The responses to Covid-19 and the “Asian flu” of 1957-58 (H2N2) differed markedly even though the two pandemics presented slightly different challenges.
School-age children and young adults were the primary targets of the Asian flu, a disease that left people over the age of 65 largely in peace. Today’s coronavirus shows the opposite trend, mostly sparing school-children while disproportionately attacking the elderly. Hospitalizations were rare under H2N2, whereas many hospitals today are struggling to manage their COVID-19 caseload. Vaccines had little effect on suppressing the Asian flu but are considered the best hope of stemming the spread of the more virulent COVID-19 until herd immunity is achieved. (see Public Health Agencies Forgot Lessons of 1958-58 Pandemic ).

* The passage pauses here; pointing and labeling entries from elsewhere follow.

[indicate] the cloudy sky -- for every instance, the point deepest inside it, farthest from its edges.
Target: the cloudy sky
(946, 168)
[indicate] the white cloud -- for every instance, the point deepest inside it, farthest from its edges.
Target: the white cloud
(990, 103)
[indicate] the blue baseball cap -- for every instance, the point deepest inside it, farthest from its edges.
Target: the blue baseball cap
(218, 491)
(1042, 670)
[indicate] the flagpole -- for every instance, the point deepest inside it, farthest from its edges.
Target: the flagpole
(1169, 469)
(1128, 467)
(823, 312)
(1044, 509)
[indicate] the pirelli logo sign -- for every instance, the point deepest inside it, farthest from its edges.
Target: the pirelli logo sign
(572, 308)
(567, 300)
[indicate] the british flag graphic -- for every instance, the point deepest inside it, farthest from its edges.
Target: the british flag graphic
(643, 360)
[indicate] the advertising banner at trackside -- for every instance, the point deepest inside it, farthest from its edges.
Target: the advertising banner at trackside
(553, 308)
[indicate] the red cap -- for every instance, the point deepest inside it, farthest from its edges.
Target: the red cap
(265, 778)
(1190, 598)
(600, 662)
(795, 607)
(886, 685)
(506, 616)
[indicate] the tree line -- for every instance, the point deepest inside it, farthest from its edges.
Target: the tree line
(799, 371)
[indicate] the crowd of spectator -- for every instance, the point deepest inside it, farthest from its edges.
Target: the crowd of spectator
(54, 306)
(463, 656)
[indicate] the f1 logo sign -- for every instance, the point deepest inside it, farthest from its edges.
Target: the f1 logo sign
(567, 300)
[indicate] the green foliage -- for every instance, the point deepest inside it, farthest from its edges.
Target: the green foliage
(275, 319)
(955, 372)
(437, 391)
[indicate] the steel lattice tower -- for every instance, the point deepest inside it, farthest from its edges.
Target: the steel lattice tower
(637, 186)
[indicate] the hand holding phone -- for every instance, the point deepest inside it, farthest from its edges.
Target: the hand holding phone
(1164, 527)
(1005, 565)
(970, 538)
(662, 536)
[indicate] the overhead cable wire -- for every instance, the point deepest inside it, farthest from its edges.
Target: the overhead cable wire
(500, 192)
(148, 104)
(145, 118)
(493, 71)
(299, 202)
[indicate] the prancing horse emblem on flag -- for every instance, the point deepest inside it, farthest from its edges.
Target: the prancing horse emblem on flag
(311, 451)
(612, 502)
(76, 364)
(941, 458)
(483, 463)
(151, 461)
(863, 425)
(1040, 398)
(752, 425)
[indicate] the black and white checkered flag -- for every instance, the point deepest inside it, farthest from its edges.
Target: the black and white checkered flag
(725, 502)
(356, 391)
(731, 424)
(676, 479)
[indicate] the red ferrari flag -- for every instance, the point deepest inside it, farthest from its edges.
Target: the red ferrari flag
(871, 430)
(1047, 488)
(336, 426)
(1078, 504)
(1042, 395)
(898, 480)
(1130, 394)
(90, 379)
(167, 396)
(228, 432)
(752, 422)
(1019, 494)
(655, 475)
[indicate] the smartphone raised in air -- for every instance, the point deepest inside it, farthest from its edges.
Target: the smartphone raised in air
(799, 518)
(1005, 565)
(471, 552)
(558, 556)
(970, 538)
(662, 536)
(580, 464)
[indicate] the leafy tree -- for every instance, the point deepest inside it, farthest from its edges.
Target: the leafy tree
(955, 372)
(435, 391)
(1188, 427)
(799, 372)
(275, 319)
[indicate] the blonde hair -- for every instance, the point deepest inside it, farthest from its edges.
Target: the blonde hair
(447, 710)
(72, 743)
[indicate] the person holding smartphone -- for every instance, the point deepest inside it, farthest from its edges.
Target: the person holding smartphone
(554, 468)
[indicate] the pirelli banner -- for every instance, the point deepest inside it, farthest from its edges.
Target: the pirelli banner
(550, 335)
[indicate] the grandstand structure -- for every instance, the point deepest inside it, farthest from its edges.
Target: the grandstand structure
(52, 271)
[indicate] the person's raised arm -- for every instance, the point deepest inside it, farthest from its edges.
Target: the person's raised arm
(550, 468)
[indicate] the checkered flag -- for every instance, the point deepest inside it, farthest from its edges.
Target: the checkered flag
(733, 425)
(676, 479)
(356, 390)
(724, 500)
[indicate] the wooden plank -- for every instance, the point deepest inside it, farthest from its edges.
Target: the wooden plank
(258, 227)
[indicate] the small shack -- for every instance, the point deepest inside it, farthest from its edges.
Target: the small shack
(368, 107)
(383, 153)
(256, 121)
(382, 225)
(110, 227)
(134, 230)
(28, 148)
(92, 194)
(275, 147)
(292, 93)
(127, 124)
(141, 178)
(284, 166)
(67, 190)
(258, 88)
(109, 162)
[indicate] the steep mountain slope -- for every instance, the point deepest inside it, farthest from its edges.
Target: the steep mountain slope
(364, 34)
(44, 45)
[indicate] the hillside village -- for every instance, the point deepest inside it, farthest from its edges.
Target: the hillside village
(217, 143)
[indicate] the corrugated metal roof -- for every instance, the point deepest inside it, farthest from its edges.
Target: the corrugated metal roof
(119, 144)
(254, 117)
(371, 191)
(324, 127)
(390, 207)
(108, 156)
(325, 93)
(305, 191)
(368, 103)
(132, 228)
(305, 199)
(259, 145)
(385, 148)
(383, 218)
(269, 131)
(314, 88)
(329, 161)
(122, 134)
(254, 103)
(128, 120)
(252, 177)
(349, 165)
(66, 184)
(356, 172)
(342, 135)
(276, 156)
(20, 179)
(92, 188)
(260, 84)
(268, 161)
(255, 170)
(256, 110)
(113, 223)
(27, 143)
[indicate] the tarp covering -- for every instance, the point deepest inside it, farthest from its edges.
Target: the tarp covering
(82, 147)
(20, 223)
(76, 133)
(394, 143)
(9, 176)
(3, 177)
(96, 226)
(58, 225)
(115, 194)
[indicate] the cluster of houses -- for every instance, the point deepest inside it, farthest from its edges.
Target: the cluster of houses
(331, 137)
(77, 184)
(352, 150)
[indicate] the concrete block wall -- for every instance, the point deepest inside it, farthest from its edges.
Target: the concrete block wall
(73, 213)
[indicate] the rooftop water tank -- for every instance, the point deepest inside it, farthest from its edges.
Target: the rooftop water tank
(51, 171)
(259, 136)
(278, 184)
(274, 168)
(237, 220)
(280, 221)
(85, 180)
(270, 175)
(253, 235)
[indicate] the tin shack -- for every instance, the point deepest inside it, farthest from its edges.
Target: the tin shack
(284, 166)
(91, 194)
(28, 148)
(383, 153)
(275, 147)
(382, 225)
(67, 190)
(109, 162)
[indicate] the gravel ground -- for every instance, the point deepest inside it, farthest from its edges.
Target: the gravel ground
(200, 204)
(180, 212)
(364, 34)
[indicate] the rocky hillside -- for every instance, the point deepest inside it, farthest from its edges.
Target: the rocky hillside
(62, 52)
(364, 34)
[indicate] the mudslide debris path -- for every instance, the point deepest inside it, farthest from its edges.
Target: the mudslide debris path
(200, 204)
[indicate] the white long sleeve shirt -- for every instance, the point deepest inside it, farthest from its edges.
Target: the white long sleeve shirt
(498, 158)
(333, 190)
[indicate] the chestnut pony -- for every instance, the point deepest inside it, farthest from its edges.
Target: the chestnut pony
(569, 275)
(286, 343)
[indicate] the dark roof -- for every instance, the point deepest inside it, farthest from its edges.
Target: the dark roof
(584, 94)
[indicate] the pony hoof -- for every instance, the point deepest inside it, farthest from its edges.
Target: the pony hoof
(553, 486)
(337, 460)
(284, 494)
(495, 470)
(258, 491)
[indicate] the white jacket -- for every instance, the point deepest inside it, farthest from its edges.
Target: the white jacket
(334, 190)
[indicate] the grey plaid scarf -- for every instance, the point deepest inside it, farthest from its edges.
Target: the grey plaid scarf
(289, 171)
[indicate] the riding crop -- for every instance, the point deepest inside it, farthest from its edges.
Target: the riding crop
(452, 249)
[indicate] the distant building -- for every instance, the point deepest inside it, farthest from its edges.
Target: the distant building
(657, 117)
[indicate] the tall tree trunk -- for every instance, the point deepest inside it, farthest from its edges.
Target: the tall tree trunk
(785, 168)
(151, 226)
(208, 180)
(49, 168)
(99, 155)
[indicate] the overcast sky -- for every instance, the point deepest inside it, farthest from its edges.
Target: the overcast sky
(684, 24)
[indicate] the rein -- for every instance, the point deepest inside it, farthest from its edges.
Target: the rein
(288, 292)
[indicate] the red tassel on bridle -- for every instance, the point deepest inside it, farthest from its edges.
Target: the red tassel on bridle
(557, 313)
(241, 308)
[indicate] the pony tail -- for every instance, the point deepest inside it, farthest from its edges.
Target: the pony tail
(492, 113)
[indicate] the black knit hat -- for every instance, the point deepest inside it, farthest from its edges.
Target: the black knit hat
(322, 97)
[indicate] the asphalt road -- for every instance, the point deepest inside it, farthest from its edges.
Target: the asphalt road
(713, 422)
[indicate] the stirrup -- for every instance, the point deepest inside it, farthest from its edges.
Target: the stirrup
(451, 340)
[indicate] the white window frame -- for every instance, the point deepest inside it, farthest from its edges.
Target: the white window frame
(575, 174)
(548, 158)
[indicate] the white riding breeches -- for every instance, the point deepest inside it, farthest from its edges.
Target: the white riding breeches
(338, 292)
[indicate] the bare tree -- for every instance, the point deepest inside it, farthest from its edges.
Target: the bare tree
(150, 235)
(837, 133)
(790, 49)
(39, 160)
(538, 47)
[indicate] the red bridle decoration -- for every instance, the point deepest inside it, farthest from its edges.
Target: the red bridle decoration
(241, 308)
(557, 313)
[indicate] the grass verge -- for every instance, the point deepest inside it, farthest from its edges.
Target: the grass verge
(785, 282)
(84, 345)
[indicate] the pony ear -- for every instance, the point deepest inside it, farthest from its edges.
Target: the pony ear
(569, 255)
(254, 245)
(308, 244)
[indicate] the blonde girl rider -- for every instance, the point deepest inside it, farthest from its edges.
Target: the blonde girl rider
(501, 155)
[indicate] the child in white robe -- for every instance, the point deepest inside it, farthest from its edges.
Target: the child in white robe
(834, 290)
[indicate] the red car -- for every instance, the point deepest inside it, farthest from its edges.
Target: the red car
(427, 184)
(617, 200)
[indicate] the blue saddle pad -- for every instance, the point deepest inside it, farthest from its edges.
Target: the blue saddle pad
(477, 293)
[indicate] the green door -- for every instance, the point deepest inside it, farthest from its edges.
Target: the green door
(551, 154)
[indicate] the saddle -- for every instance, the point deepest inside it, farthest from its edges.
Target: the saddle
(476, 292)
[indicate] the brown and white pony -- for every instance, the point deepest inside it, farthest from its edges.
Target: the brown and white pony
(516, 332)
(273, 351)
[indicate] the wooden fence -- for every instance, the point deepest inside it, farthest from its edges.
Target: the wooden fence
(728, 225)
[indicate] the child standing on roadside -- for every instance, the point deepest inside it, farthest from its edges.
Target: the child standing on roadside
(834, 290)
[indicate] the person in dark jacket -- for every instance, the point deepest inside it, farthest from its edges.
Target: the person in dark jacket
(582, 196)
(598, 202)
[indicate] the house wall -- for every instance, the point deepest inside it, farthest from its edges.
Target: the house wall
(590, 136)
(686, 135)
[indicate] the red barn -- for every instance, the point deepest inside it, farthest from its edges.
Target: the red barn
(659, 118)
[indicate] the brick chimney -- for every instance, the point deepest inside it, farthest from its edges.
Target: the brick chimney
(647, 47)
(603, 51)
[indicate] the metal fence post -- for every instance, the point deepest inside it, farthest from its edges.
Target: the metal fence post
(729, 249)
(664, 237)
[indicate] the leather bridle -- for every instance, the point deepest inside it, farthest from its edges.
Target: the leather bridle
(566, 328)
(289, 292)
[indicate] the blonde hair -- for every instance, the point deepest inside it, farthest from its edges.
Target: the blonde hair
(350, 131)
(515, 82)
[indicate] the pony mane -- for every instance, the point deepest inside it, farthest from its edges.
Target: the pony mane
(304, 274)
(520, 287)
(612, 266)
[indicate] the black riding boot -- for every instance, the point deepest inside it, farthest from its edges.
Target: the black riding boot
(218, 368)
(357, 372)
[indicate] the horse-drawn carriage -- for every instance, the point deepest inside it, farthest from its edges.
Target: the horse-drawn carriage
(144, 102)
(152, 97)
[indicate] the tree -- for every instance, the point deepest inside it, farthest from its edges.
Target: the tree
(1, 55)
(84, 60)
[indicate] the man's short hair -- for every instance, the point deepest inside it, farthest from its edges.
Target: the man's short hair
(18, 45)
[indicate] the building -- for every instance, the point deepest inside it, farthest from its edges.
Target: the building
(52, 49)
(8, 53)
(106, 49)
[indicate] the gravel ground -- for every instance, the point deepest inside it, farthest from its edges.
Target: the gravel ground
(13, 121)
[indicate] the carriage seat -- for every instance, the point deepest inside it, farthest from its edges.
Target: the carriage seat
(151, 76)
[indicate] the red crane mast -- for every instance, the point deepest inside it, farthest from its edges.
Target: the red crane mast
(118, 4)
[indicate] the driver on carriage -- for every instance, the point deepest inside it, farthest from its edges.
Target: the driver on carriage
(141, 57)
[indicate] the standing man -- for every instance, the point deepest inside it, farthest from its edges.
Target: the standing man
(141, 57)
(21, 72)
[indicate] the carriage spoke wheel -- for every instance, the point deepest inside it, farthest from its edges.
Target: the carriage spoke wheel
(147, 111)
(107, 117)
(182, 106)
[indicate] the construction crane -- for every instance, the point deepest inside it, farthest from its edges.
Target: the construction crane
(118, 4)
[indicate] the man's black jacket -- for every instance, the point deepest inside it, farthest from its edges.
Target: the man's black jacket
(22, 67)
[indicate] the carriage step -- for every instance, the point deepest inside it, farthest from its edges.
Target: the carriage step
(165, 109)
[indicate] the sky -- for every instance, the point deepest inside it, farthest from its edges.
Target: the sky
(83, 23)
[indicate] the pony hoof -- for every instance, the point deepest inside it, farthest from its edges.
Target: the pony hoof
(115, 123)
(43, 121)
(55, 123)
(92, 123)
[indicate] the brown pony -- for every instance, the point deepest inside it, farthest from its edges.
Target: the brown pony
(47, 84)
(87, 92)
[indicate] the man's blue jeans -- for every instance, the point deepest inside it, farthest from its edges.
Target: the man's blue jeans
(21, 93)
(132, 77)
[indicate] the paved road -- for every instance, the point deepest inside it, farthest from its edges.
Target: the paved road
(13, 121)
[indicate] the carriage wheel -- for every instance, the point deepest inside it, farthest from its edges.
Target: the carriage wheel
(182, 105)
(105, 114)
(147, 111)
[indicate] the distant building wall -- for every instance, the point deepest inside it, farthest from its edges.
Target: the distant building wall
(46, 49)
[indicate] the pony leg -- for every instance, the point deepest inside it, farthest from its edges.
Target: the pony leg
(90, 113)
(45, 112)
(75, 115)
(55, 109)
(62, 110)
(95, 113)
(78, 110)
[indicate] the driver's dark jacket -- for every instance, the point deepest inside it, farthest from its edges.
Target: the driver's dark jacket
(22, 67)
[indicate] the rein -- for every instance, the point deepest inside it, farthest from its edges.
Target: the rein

Normal economic activity continued during the 1957-58 outbreak, whereas many governors and local officials imposed strict and lengthy lockdowns during COVID-19, leading to soaring unemployment in the spring of 2020.
The Association of State and Territorial Health Officials (ASTHO) played a key role in determining policy during the Asian flu epidemic. However, during COVID-19, that role was played by the National Institute of Allergy and Infectious Diseases, the Food and Drug Administration, and state governors.
Finally, the U.S. death toll from the Asian flu is estimated at 116,000 by the Centers for Disease Control and Prevention (CDC). The CDC says over 430,000 have died thus far from COVID-19 in the United States, a figure that includes deaths from pneumonia and influenza. Today, the U.S. population is almost twice what it was in 1957-58.
“It is important to look to history to put current events into perspective,” Eric Toner, M.D., senior scholar and senior scientist at Johns Hopkins University’s Bloomberg School of Public Health and one of the co-authors of the 2009 study told Health Care News. “The 1957 influenza pandemic, which has been considered the second-worst in modern history, killed 62,000 Americans. It pales in comparison with the COVID-19 pandemic, which has killed 431,000 and counting.”
The CDC has given contradictory estimates on the numbers of deaths from the Asian Flu. One estimate puts the mortality rate at 116,000 while another states it at 70,000.